Last week we talked about the viability of the search engine business model. As the Internet becomes increasingly significant in our lives, the power and importance of search engines is enormous. Yet search technology has not kept pace with the endless expansion of the Internet, nor does search indexing provide an impartial and universal database. Researchers of web infrastructure have proposed new models, but do these models have a chance against the current indexing system that’s so widely accepted by the Internet culture?
The Power of Search Engines
We know the majority of users go to search engines and directories when they want to find web pages; this is well documented. And we know the engines and directories have their own arbitrary methods of indexing or listing sites. This puts a tremendous amount of power in the hands of a few major Internet portals. The search engines are like gatekeepers to a web site’s success because their decisions on which pages to index (or not to index) greatly influence a web site’s ability to be found.
Nobody knows the exact size of the web, but current estimates say it’s composed of between 1 and 1.5 billion documents. Inktomi and the NEC Research Institute estimated 1 billion indexable pages on the web in February 2000. This figure excludes private databases and intranets.
Google, the largest index online, claims to index 1 billion pages. In reality, it has a direct search capacity of 500 million pages because half of the pages are referenced but not actually indexed. This represents only half of what’s out there.
Although many portals and sites offer search functionality, the actual indexing of the web is performed by a few major players. Google’s technology powers the search engines for Netscape and Yahoo. Inktomi powers HotBot, iWon, GoTo, AOL, and LookSmart. Most other search sites use either the Excite or Fast Search databases.
The Structure of Search Engines
Search engines have three major elements: a spider, an index, and the search engine software. The spider crawls the web to visit web pages, reading them and following links to other pages within the site. Spiders crawl the web on a regular basis, looking for changes.
All the data picked up by the spider goes into the index, a giant database of all web pages found by the spider. When web pages change, they are updated in the index by the spider. It can take time for new web pages to be added to the index even though they’ve been spidered because of the time it takes to record the pages in the index.
Search engine software is used to provide results to users. The program runs through the billions of pages recorded in the index to find matches to a search, ranking these matches in order of relevancy. Each search engine has different rules of relevancy, but all search engines follow more or less the same basic rules.

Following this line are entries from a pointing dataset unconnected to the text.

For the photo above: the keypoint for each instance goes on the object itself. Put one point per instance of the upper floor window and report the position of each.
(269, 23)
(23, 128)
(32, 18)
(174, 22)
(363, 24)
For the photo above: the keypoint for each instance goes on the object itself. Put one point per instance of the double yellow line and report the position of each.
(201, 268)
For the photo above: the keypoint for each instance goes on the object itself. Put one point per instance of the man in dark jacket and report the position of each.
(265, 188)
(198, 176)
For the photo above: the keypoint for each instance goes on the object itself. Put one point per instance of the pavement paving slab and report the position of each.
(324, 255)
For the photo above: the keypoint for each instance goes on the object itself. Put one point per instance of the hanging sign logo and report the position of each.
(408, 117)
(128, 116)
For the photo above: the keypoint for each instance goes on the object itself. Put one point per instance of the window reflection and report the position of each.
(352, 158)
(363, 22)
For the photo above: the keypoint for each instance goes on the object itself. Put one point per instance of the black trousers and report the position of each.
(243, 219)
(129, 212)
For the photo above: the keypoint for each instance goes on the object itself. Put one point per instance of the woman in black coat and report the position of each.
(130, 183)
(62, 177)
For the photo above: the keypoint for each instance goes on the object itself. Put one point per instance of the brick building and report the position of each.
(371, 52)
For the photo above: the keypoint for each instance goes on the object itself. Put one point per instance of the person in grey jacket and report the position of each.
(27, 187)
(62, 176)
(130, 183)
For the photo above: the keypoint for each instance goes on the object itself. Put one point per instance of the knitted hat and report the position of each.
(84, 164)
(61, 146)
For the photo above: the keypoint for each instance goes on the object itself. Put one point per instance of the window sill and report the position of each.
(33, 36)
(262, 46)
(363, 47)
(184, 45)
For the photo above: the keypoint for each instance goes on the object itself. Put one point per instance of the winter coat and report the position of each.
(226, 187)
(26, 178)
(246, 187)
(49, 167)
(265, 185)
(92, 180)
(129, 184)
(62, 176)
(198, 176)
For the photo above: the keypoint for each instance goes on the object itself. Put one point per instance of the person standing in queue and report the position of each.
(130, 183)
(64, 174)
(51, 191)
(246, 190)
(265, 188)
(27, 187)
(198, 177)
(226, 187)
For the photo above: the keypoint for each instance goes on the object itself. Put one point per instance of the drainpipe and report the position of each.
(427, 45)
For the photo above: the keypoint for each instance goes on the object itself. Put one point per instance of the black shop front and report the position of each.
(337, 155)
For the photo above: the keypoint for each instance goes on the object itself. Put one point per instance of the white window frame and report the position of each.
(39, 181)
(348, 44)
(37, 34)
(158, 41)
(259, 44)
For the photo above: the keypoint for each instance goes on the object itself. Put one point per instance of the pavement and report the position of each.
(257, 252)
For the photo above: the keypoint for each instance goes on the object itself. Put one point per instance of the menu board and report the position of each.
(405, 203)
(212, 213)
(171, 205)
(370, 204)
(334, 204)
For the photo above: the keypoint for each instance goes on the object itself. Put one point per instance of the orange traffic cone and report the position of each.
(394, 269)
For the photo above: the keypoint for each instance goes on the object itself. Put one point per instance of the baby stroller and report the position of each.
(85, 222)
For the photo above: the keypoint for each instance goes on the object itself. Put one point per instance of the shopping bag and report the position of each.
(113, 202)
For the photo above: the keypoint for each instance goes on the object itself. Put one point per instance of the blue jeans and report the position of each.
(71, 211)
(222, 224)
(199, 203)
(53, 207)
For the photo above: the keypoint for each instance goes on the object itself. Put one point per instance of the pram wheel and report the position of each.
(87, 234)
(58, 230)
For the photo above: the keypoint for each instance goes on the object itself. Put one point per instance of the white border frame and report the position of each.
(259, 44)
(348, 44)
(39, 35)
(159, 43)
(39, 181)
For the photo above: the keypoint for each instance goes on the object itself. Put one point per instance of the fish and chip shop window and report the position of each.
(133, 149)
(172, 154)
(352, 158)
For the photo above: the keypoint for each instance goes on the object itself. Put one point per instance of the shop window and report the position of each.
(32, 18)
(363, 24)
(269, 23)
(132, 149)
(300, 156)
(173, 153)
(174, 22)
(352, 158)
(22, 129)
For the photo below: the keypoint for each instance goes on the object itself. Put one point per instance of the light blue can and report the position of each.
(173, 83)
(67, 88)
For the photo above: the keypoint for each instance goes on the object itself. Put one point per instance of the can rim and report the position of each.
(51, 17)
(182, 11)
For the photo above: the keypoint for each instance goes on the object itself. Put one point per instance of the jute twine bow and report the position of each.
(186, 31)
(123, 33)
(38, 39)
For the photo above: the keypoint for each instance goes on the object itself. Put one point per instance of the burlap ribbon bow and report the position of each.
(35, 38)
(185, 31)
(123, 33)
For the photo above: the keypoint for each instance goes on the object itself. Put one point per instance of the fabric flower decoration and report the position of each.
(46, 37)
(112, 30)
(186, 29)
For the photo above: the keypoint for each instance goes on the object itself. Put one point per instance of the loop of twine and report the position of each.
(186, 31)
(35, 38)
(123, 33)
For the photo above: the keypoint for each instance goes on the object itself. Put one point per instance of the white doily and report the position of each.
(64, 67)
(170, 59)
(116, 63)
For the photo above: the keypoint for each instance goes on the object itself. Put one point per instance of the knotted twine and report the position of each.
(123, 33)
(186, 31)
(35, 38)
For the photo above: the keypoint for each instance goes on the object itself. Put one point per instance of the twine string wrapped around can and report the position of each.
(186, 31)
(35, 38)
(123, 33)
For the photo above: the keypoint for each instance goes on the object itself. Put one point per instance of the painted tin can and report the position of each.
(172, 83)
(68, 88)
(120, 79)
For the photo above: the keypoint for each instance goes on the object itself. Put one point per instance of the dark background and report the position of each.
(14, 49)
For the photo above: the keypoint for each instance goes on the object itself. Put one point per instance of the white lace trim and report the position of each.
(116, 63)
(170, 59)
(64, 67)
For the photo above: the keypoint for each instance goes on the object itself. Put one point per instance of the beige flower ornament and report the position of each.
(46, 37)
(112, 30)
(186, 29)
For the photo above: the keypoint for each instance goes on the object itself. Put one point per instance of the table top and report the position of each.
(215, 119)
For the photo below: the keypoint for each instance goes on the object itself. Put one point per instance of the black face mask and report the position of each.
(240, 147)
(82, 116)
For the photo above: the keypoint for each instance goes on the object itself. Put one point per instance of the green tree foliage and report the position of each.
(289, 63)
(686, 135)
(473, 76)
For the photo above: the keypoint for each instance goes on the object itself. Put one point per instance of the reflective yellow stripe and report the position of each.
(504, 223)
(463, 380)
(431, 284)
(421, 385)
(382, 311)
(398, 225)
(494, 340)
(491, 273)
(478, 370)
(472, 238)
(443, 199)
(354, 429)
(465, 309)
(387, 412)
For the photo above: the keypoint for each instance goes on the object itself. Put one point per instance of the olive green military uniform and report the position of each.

When you perform a search, the results are ranked by the number of times your search term occurs on a particular page; whether or not that term appears on the page title (URL); how close to the top of the page your term appears in the text; whether or not your site has meta tags; your keyword frequency; and your link popularity. Not all engines use all the above criteria, but that’s basically what they’re looking at to index your site.
So we have search engines that are both powerful and widely accepted, but they’re structured in such a way that listings are not automatic. Not only that, it’s impossible to index all the pages anyway. This is why new models have been suggested.
New Search Engine Models
Researchers and theoreticians of web infrastructure have raised serious concerns about the operation of current search engines. Some believe the real solution requires a fundamental restructuring of the way search engines work. Rather than allowing a few giant web indexes to shape the Internet, they envision a more personal means of indexing web content.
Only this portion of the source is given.